NEWPORT — Newport City Elementary School fifth and sixth grades got a glimpse of life in the military when they welcomed a dozen veterans to their classrooms Thursday morning, November 9.

The men, who among them saw service from World War II through the current conflicts in Iraq and Afghanistan, shared stories of their experiences just in time for Veterans Day.

Representing all branches of the military except the Navy and Coast Guard — perhaps fitting given the distance between Newport and the sea — the veterans introduced themselves with a brief sketch of their history in the service before opening the floor to questions.

The questions ranged widely from the serious to the funny.

“Were you ever wounded?” a student asked one group of veterans. Fortunately the answer was no.

The students had other questions about the more difficult aspects of life in war.
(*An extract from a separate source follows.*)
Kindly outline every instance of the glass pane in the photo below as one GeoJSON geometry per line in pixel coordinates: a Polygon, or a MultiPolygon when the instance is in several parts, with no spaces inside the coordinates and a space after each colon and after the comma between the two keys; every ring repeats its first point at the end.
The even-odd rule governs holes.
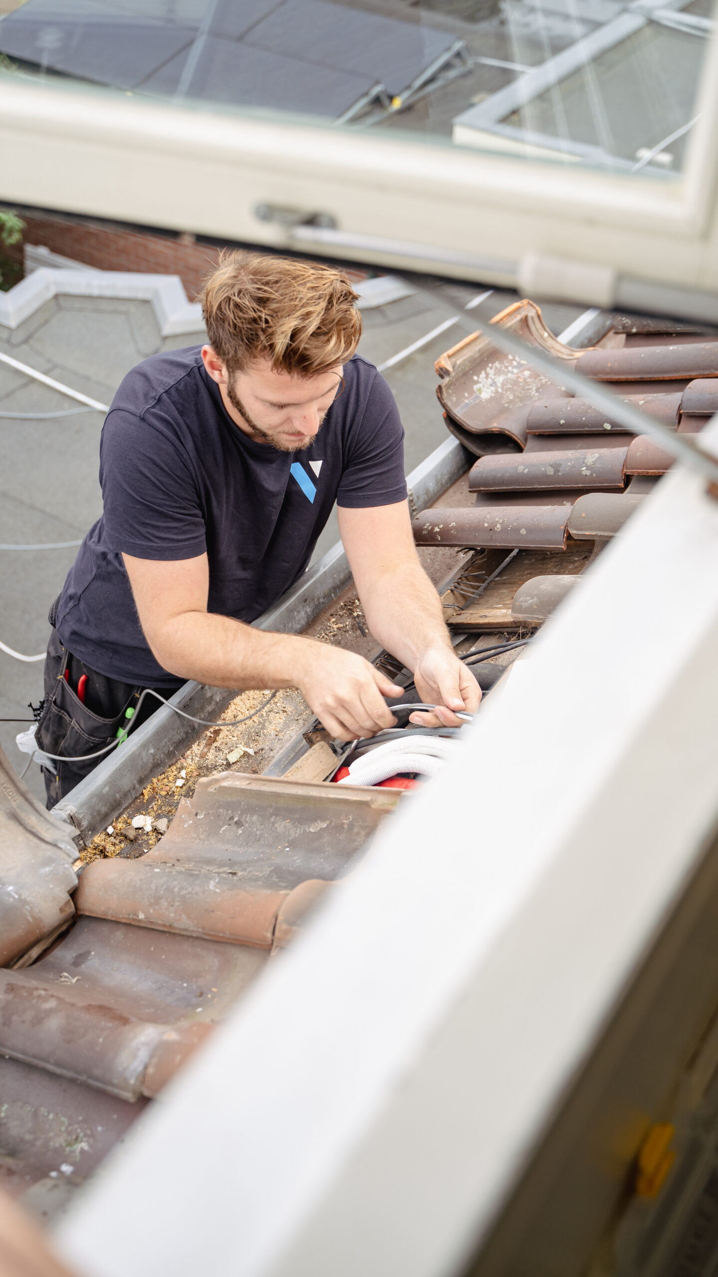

What happened when someone got wounded? one asked.

Butch Provencher, a National Guardsman with a specialty as a medic, said the objective was always to get the hurt person to a base camp hospital as quickly as possible.

On a lighter note, one sixth-grader wanted to know how the food was. The seven vets who were in the classroom looked at each other and laughed before replying.

“Green eggs and ham,” one replied.

The real answer, said Richard Deuso a Vietnam veteran, is C-rations, tinned food soldiers carried with them when away from their base.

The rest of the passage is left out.